O ano em que Pistorius trocou as pistas pela prisão
Pela primeira vez nos mais de sete meses de duração de seu julgamento, Oscar Pistorius não deixou o tribunal em um carro de sua família, mas em um furgão que o levou à prisão de Kgosi Mampuru II, na capital da África do Sul, no dia 21 de outubro.
Ele foi considerado culpado por homicídio após matar a tiros sua namorada, a modelo Reeva Steenkamp, em quem atirou através da porta do banheiro de sua casa durante a madrugada de 14 de fevereiro de 2013.
Pistorius atirou acreditando que se tratava de um ladrão e sem a intenção de matar, segundo aceitou a juíza Thokozile Masipa em um controverso caso, no qual foi descartado o crime de assassinato pedido pela promotoria.
Antes de a juíza dar o julgamento por terminado, o mesmo policial que muitas manhãs cumprimentou Pistorius na sala, se aproximou para escoltá-lo pelas escadas rumo ao calabouço.
Seus parentes pareciam preparados para este desfecho, e com gesto contido, estenderam a mão enquanto Pistorius descia com uma expressão diferente rumo ao porão dos tribunais.
Talvez, naquele momento, Pistorius tenha começado a contar os dias para voltar para casa, já que pode sair em liberdade condicional após cumprir dez meses, um sexto da pena, se as autoridades penitenciárias o considerarem um presidiário modelo.
Essa possibilidade é um dos argumentos da apelação apresentada pela promotoria, que não conseguiu provar que Pistorius cometeu um assassinato premeditado.

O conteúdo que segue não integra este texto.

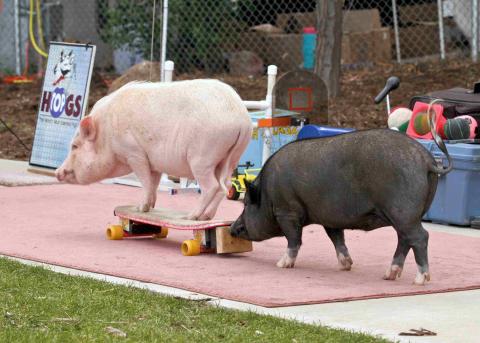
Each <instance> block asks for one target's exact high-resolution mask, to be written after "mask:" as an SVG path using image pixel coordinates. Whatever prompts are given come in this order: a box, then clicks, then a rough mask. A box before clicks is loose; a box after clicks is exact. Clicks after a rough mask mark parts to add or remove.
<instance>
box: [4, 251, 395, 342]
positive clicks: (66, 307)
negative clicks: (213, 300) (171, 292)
mask: <svg viewBox="0 0 480 343" xmlns="http://www.w3.org/2000/svg"><path fill="white" fill-rule="evenodd" d="M345 315H348V314H345ZM105 341H120V342H124V341H125V342H200V341H202V342H224V341H227V342H387V341H385V340H382V339H378V338H374V337H371V336H367V335H362V334H356V333H350V332H347V331H342V330H333V329H328V328H324V327H319V326H313V325H307V324H301V323H297V322H294V321H288V320H283V319H278V318H275V317H271V316H263V315H258V314H255V313H252V312H241V311H232V310H227V309H223V308H219V307H216V306H211V305H209V304H206V303H205V302H203V301H189V300H184V299H178V298H174V297H169V296H163V295H159V294H156V293H152V292H150V291H147V290H141V289H137V288H133V287H126V286H117V285H112V284H109V283H107V282H101V281H97V280H93V279H89V278H83V277H73V276H68V275H63V274H58V273H54V272H52V271H49V270H46V269H44V268H41V267H31V266H26V265H23V264H21V263H18V262H15V261H11V260H8V259H5V258H0V342H35V343H36V342H105Z"/></svg>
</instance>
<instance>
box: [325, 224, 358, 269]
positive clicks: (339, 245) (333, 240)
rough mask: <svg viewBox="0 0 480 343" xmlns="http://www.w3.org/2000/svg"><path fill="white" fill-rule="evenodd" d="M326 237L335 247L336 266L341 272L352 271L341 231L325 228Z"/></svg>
mask: <svg viewBox="0 0 480 343" xmlns="http://www.w3.org/2000/svg"><path fill="white" fill-rule="evenodd" d="M325 231H326V232H327V235H328V237H329V238H330V240H331V241H332V243H333V246H334V247H335V252H336V253H337V259H338V265H339V266H340V269H341V270H350V269H352V264H353V260H352V258H351V257H350V253H349V252H348V249H347V246H346V245H345V235H344V232H343V230H342V229H331V228H327V227H326V228H325Z"/></svg>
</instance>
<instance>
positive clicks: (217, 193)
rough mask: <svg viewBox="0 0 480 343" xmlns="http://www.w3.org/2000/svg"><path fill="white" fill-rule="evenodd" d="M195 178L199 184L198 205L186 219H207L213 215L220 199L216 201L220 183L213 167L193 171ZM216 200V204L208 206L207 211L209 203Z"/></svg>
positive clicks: (211, 217) (220, 199)
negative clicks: (214, 171)
mask: <svg viewBox="0 0 480 343" xmlns="http://www.w3.org/2000/svg"><path fill="white" fill-rule="evenodd" d="M193 175H194V177H195V180H197V181H198V183H199V184H200V189H201V193H200V199H199V201H198V205H197V207H196V208H195V210H193V211H192V212H191V213H190V214H189V215H188V217H187V218H188V219H190V220H209V219H212V217H213V216H214V215H215V212H216V210H217V207H218V204H219V203H220V201H221V198H220V199H219V201H216V200H217V199H215V198H216V196H217V194H218V193H219V192H220V191H221V188H220V183H219V182H218V180H217V178H216V177H215V174H214V169H213V168H210V169H205V170H204V171H203V173H195V171H193ZM217 198H218V197H217ZM214 201H216V206H214V208H213V207H210V212H209V213H207V212H206V210H207V208H208V207H209V206H210V205H213V204H212V202H214Z"/></svg>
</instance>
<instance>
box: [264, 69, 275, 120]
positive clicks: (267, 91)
mask: <svg viewBox="0 0 480 343" xmlns="http://www.w3.org/2000/svg"><path fill="white" fill-rule="evenodd" d="M277 71H278V70H277V66H274V65H269V66H268V69H267V75H268V81H267V96H266V97H265V101H266V102H268V104H269V105H270V106H269V108H267V109H266V113H265V115H266V118H272V114H273V106H274V101H273V100H274V97H273V88H274V87H275V81H276V79H277Z"/></svg>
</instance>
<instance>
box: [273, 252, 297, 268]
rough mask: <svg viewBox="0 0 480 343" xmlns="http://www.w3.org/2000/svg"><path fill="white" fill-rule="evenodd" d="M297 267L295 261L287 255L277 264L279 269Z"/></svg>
mask: <svg viewBox="0 0 480 343" xmlns="http://www.w3.org/2000/svg"><path fill="white" fill-rule="evenodd" d="M294 266H295V259H294V258H291V257H290V256H288V254H285V255H283V256H282V258H281V259H280V260H279V261H278V262H277V267H278V268H293V267H294Z"/></svg>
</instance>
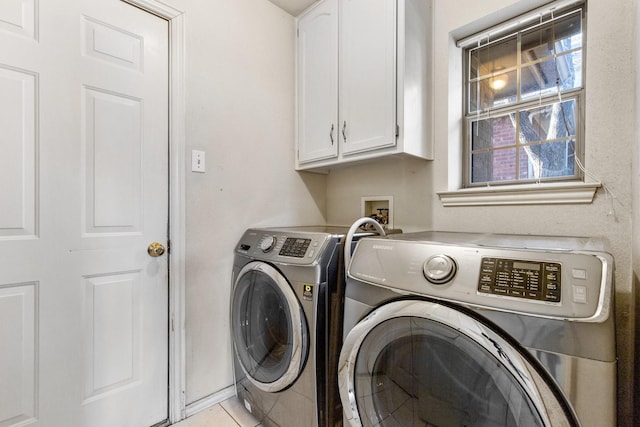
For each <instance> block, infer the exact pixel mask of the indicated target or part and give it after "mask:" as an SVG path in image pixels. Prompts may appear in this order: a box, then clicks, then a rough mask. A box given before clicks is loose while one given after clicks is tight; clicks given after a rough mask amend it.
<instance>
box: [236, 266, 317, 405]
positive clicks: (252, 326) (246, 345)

O recurso classifica a sentença de “surpreendentemente inadequada”, e enfatiza que o atleta disparou “não uma, mas quatro vezes” na direção de um cubículo do qual “não havia escapatória”.
À espera de conhecer o resultado da apelação, e apesar de não ter evitado a prisão como pretendia, o veredicto de Masipa limpa de certo modo o nome de Pistorius ao absolvê-lo de assassinato e estabelecer que ele não disparou em sua namorada com intenção de matá-la.
“Nos liberta de uma grande carga”, disse o porta-voz familiar e tio do velocista, Arnold Pistorius, que acrescentou que seus amigos e parentes nunca duvidaram da versão de seu sobrinho.
No entanto, a sentença pode ter posto um fim à carreira do atleta, que aos 27 anos desejava outras grandes conquistas como a conquistada em Londres 2012: ser o primeiro atleta com as duas pernas amputadas a competir junto com velocistas que não são deficientes.
O processo judicial – um dos mais midiáticos da história e um dos poucos televisionados do princípio ao fim – serviu também para revelar ao mundo, com um grau de detalhe clínico, a vida privada de um ícone internacional do esporte e uma referência moral.
Embora quase todas as provas apresentadas pelo promotor e a defensoria (mensagens telefônicas, testemunhos de amigos e psicólogos) tenham sido descartadas pela juíza, elas retratam um jovem amável e de temperamento explosivo ao mesmo tempo, além de inseguro, arrogante, sedutor, generoso e egoísta.
Por trás da face da criança amputada aos 11 meses por um problema genético, que não conhece limites e se transforma em um velocista de elite, emergem as dúvidas, temores e angústias de todas as pessoas, acentuadas talvez pela incapacidade e a auto-exigência.
O julgamento também sobre a obsessão pela segurança e o medo extraordinário do crime com que vivem Pistorius e a sociedade sul-africana, em que não são inverossímeis erros fatais como o que o atleta alega ter cometido.
Além disso, o caso expôs o funcionamento do sistema judiciário sul-africano, com seus problemas, limitações e grandes estrelas como o promotor Gerrie Nel e o advogado defensor Barry Roux, que se transformaram em verdadeiros fenômenos midiáticos.